In the time it takes to say “Titanic,” a newly developed AI system can have already mapped an outline of an iceberg. Anne Braakmann-Folgmann and her University of Leeds research team have created an AI that promises to revolutionize the approach to environmental monitoring, processing data at a speed 10,000 times faster than human analysts
This major advance outstrips previous automated systems, often mistaking icebergs for sea ice or the nearby coastline. Not only that but in the time it takes to exhale, the new program maps an area the size of a small country. In one-hundredth of a second, the AI can delineate the surface area and outline of icebergs with meticulous precision. While the human analysis was previously more accurate, the process was a time-consuming and laborious affair.
This represents a significant leap from earlier attempts at automation, which often confused icebergs with other features.
Artificial intelligence, real mapping
The polar environment is dynamic and ever-changing. Icebergs, sometimes as large as sovereign territories, drift through icy waters, presenting both hazards for maritime navigation and, since icebergs release nutrients and freshwater into the seas, can significantly impact marine ecosystems as they melt. The speed at which the AI operates allows for near-instantaneous mapping, crucial for maritime safety and the scientific study of these frozen leviathans.

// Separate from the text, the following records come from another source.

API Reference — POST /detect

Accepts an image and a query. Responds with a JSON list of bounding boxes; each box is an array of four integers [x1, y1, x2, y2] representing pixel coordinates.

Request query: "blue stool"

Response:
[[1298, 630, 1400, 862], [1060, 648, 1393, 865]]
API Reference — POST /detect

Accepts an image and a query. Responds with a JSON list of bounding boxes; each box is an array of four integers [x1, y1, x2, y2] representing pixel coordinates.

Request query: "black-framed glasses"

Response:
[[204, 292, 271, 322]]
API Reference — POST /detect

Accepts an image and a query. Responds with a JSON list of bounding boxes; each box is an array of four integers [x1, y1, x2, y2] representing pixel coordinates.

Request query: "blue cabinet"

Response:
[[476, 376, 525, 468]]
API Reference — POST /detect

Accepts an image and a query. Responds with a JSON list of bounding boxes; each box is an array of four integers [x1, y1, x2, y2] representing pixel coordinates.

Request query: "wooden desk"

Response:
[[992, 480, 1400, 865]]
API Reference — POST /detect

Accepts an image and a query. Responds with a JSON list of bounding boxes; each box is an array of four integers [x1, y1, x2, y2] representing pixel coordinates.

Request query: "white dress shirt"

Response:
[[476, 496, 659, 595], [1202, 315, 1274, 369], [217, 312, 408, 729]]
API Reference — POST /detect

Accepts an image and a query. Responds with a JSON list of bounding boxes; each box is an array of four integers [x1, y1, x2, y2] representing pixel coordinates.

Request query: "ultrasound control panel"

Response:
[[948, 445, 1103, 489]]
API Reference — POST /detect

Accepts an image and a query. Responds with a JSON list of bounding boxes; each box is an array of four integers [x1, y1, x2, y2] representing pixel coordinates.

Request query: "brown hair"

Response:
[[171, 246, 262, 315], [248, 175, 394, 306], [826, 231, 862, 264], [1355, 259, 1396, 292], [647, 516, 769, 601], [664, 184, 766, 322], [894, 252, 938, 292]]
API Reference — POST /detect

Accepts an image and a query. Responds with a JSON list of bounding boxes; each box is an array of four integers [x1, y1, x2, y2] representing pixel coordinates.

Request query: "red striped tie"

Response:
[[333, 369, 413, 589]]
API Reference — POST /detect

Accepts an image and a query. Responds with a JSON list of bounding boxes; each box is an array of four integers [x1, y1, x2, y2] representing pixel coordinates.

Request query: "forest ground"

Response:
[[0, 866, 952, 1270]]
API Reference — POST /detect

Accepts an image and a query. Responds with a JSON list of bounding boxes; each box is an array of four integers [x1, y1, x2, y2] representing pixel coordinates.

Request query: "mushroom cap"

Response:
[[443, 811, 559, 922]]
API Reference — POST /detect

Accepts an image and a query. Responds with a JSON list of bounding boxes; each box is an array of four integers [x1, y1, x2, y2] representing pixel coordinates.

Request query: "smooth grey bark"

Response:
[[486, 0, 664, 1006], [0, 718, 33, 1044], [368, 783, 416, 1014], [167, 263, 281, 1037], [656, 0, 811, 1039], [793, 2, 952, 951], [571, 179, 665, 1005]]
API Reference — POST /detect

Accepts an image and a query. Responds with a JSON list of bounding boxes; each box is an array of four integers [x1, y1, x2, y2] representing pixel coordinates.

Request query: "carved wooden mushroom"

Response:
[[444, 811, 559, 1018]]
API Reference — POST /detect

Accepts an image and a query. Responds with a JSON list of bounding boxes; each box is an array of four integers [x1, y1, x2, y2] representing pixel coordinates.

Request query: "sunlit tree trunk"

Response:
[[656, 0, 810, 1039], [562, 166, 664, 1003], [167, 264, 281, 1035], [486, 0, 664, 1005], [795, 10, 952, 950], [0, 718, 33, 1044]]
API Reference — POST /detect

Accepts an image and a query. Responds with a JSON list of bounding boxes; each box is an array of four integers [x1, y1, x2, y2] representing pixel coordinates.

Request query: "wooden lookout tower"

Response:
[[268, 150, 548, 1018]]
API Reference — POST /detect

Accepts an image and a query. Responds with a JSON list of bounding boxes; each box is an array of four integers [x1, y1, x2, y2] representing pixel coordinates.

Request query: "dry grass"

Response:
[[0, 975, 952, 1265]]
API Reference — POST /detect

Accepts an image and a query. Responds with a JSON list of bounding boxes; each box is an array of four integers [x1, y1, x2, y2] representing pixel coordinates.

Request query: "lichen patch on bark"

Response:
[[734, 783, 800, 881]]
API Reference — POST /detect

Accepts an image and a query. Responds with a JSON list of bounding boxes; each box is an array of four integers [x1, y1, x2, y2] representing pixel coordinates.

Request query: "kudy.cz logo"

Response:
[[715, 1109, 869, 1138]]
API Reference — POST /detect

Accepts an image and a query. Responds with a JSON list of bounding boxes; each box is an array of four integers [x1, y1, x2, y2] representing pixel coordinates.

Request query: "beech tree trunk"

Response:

“Icebergs exist in hard-to-reach parts of the world and satellites are not only a fantastic tool to observe where they are, they can help scientists understand the process of how they melt and eventually begin to break apart,” said Braakmann-Folgmann, who led the study while undertaking doctoral research at the Centre for Polar Observation and Monitoring at the University of Leeds.
Braakmann-Folgmann and her colleagues used an algorithm called U-net – a type of neural network — to “train” a computer to accurately map the outline of icebergs from images taken by Sentinel-1 satellites operated by the European Space Agency. It is set to underpin new services that provide comprehensive data about iceberg shapes and sizes. This is a significant upgrade from current mapping services, which mark only the midpoint or central location of these ice giants. With such rapid interpretation, the outlines and areas of icebergs can now be calculated and provided to ships and research stations in real-time.
“Being able to automatically map iceberg extent with enhanced speed and accuracy paves the way for an operational service providing iceberg outlines on a regular, automated basis,” said Braakmann-Folgmann, now based at the Arctic University of Norway in Tromsø. “Combining them with measurements of iceberg thickness, also enables scientists to monitor where giant icebergs are releasing vast quantities of freshwater into the oceans. There are services that give data on the location of icebergs – but not their outline or area.”
Sprinting forward
Moreover, the technology’s efficiency and speed mean that it could support an operational service, offering regular, automated iceberg outlines. This is not just a step but a sprint forward in environmental monitoring, providing essential data with the speed and accuracy needed for effective decision-making.
The U-net’s performance has consistently shown only a minimal underestimation in icebergs, while other algorithms inflated their estimates massively by including sea ice and land in their calculations.
The research found for every minute spent mapping icebergs manually, the AI system could have processed 600,000 images. This isn’t just about saving time; it’s about amplifying capabilities to monitor and protect the world’s most remote and inaccessible regions.
“This study shows that machine learning will enable scientists to monitor remote and inaccessible parts of the world in almost real-time,” said Andrew Shepherd, professor at the University of Northumbria and co-author of the study. “And with machine learning, the algorithm will become more accurate as it learns from errors in the way it interprets a satellite image.”
As we witness the burgeoning capabilities of AI in the realm of environmental science, it’s clear that the future of our planet’s monitoring and protection lies in the realm of the digital revolution. The AI’s ability to map icebergs at such unprecedented speed is more than a technological accomplishment — it’s a paradigm shift in environmental monitoring.
The paper entitled “Mapping the extent of giant Antarctic icebergs with Deep Learning” was published in the journal The Cryosphere.